Frau Blücher! Zum Wiehern!!, 10. September 2005
Der genialste Komödienfilm der 70er Jahre ist so rundum perfekt, dass man es kaum glauben mag. Mel Brooks und seinem Hauptdarsteller und Co-Autor Gene Wilder gelingt hier eine parodistische Hommage an den klassischen Horrorfilm, die wohl nie wieder zu überbieten sein wird. Dr. Frederick Frankenstein, rasend komisch gespielt von Wilder, reist zum Schloß seiner Vorfahren, wo äußerst seltsame Figuren seiner harren. Marty Feldman als Igor (von der Nordwand) und Cloris Leachman als Frau Blücher (wieher!) sind zwei davon, aber auch der Polizeichef mit dem mechanischen Arm wirkt etwas exzentrisch. Ganz andere Qualitäten entwickelt die äußerst wohlproportionierte Assistentin des Doktors.

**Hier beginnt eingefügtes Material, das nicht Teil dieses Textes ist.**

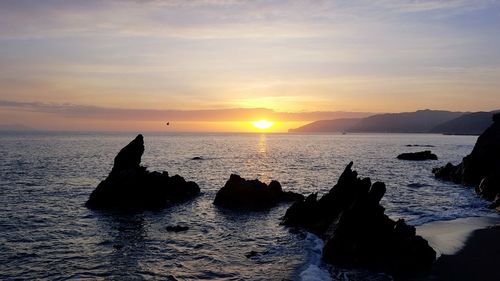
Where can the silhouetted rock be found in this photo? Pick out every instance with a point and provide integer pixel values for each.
(177, 228)
(418, 156)
(357, 232)
(481, 168)
(129, 186)
(239, 193)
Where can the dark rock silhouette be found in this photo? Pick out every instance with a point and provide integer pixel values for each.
(418, 156)
(481, 168)
(177, 228)
(357, 232)
(468, 124)
(419, 145)
(239, 193)
(130, 186)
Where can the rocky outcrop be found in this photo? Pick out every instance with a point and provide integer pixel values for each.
(130, 186)
(239, 193)
(481, 168)
(357, 232)
(418, 156)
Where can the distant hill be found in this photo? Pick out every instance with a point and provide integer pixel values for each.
(421, 121)
(326, 126)
(468, 124)
(14, 127)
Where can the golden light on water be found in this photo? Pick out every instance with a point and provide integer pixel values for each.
(263, 124)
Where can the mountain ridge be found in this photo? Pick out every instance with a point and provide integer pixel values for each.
(420, 121)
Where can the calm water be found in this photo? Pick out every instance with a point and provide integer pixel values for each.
(47, 233)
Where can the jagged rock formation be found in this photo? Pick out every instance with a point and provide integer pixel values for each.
(357, 232)
(239, 193)
(418, 156)
(481, 168)
(130, 186)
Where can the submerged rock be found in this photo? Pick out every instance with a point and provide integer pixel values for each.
(130, 186)
(418, 156)
(481, 168)
(357, 232)
(239, 193)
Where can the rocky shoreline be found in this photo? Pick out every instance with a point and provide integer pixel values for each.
(481, 168)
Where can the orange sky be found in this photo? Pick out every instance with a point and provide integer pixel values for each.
(133, 65)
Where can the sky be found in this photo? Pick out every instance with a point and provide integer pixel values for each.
(218, 65)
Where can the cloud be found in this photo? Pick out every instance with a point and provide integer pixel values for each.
(215, 115)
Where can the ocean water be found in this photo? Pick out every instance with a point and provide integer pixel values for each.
(47, 233)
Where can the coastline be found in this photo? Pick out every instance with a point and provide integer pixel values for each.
(469, 250)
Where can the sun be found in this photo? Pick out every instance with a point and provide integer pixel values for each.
(263, 124)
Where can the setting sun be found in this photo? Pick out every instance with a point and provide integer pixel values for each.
(263, 124)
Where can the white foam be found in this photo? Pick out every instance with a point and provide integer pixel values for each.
(313, 271)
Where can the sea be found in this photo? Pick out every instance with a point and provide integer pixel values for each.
(46, 232)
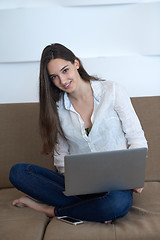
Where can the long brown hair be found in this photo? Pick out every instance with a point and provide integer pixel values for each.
(49, 94)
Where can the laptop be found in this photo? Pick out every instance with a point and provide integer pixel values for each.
(99, 172)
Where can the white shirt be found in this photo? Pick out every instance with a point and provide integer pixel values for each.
(115, 124)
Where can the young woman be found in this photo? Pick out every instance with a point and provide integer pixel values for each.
(79, 113)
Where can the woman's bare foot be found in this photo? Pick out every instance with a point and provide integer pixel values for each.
(27, 202)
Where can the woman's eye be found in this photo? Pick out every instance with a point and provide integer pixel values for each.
(52, 78)
(65, 70)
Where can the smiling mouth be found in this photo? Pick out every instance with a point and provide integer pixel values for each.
(67, 85)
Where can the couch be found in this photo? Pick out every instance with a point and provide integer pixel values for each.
(20, 142)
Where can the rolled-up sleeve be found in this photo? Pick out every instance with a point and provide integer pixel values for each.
(130, 123)
(62, 149)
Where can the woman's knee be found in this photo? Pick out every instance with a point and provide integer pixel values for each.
(122, 203)
(16, 172)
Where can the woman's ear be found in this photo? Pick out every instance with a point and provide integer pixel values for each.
(76, 63)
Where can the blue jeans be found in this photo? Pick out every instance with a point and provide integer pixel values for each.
(47, 186)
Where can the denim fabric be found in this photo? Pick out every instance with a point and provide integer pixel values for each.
(47, 186)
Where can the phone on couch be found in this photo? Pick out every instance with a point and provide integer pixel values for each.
(70, 220)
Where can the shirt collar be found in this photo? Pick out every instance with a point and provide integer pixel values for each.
(97, 90)
(97, 94)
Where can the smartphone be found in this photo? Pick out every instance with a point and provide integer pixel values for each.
(70, 220)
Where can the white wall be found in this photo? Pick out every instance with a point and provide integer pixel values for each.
(119, 42)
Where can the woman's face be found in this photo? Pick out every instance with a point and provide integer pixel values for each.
(64, 74)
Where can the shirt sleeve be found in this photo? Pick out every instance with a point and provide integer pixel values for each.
(130, 123)
(62, 149)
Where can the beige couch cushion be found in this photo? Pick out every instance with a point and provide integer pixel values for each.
(148, 110)
(19, 223)
(21, 142)
(141, 223)
(19, 138)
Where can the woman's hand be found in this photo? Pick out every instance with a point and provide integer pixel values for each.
(138, 190)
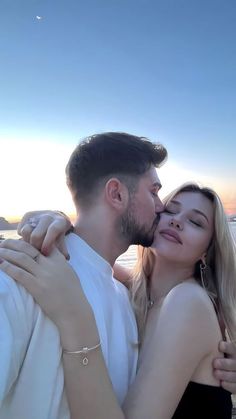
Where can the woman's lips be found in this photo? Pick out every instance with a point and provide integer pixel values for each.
(171, 236)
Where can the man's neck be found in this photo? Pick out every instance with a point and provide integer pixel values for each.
(102, 238)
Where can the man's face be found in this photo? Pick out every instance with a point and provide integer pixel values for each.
(142, 214)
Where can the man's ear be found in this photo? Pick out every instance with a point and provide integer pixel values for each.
(117, 194)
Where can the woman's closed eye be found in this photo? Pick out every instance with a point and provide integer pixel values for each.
(196, 223)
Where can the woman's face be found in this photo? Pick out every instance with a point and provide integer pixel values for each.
(185, 228)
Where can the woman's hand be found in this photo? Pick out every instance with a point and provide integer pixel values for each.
(52, 283)
(44, 229)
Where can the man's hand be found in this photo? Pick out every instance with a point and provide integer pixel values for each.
(225, 368)
(46, 231)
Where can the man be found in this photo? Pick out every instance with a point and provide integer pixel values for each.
(114, 186)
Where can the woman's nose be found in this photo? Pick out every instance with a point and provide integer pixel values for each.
(176, 224)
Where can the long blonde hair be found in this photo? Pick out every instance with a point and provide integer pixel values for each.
(220, 276)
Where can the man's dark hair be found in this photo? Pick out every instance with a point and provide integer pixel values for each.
(111, 154)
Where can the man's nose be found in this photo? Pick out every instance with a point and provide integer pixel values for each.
(159, 207)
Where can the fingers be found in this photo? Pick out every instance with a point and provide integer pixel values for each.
(55, 236)
(19, 259)
(47, 232)
(26, 218)
(19, 246)
(225, 364)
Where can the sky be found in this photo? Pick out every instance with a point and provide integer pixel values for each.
(162, 69)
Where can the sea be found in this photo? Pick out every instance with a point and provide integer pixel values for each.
(127, 259)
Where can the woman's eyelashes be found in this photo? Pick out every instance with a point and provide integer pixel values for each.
(196, 223)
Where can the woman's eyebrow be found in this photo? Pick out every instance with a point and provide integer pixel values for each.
(201, 213)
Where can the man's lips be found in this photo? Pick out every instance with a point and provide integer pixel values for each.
(171, 235)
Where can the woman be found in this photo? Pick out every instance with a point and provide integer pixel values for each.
(183, 293)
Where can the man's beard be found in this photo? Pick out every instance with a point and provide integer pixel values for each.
(135, 233)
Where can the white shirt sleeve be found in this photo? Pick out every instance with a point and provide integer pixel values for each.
(17, 314)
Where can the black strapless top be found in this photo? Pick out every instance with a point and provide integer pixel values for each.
(201, 401)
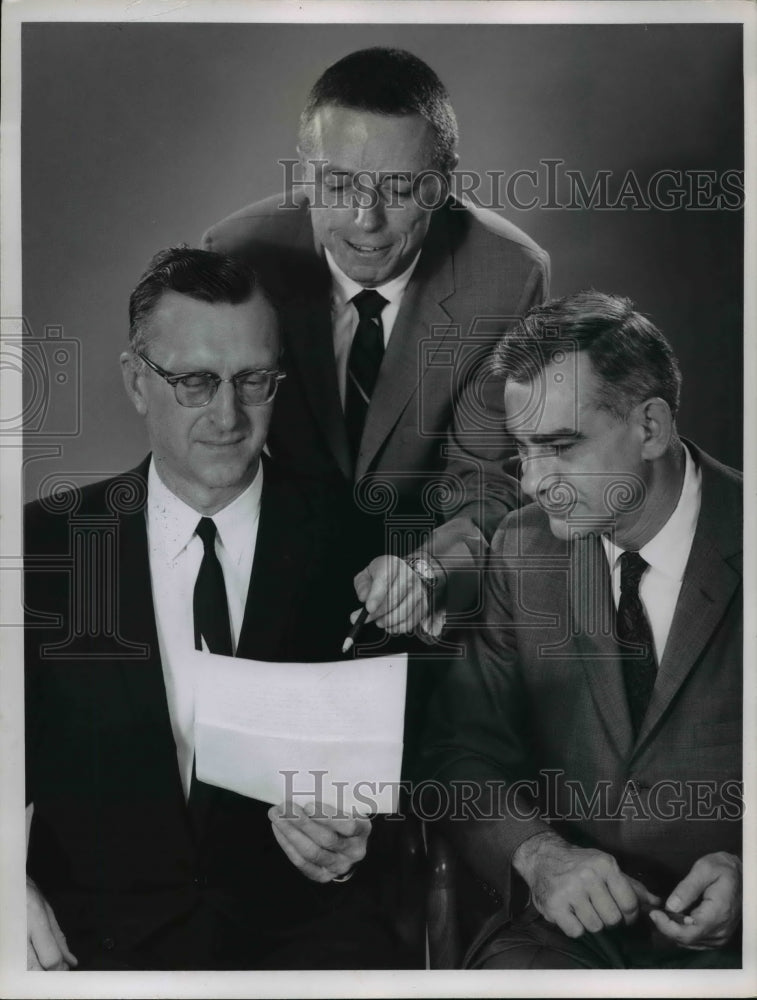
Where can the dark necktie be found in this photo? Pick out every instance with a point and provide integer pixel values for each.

"Frankenstein Junior" wurde teilweise in den Originalkulissen der alten Frankenstein-Filme gedreht, was dem Film eine überragende optische Qualität verleiht. Die Gags sind unzählbar, durchweg gelungen und vielfach von zeitloser Qualität. Und die Darsteller liefern eine grandiose, makellose Ensemble-Leistung ab. Unübertroffen: Gene Hackmans Cameo-Auftritt als blinder Einsiedler. Dies ist eine der witzigsten und schönsten Komödien der Filmgeschichte. Zum Wiehern!
Brooks goes mad - Fantastischer Film! Pflichtkauf., 1. Januar 2005
Parodiegenie Mel Brooks hat hier neben Silent Movie seinen wohl besten Streifen abgeliefert. Keiner der Gags wird über Gebühr strapaziert und nicht jeder Gag, der möglich wäre, wird auch im Vorbeigehen mitgenommen. Gene Wilder überzeugt inder Rolle des Enkels des Wissenschaftsfantasten Victor Frankenstein, der einst unbelebte Materie zum Leben erwecken wollte. Was Victor gelang, gelingt seinem Enkel natürlich auch, wobei letzterem Kullerauge Marty Feldman kräftig zur Hand geht. Sind die Rollen wieder mal grandios besetzt, so triumphiert die cast allerdings in einer Vollkommen-gegen-den-Strich-Besetzung. Gene Hackman, bekannt aus French Connection, übernimmt hier den Part eines wahrhaft furchtlosen Blinden. Stark. Als Komödiant kennt man ihn sonst eigentlich nur aus Birdcage. Wunderbares Brooks-Kino, in Verneigung vor dem "Frankenstein"-Original natürlich in Schwarzweiß gedreht. Brooks selbst übrigens übernimmt in diesem Streifen keine Rolle.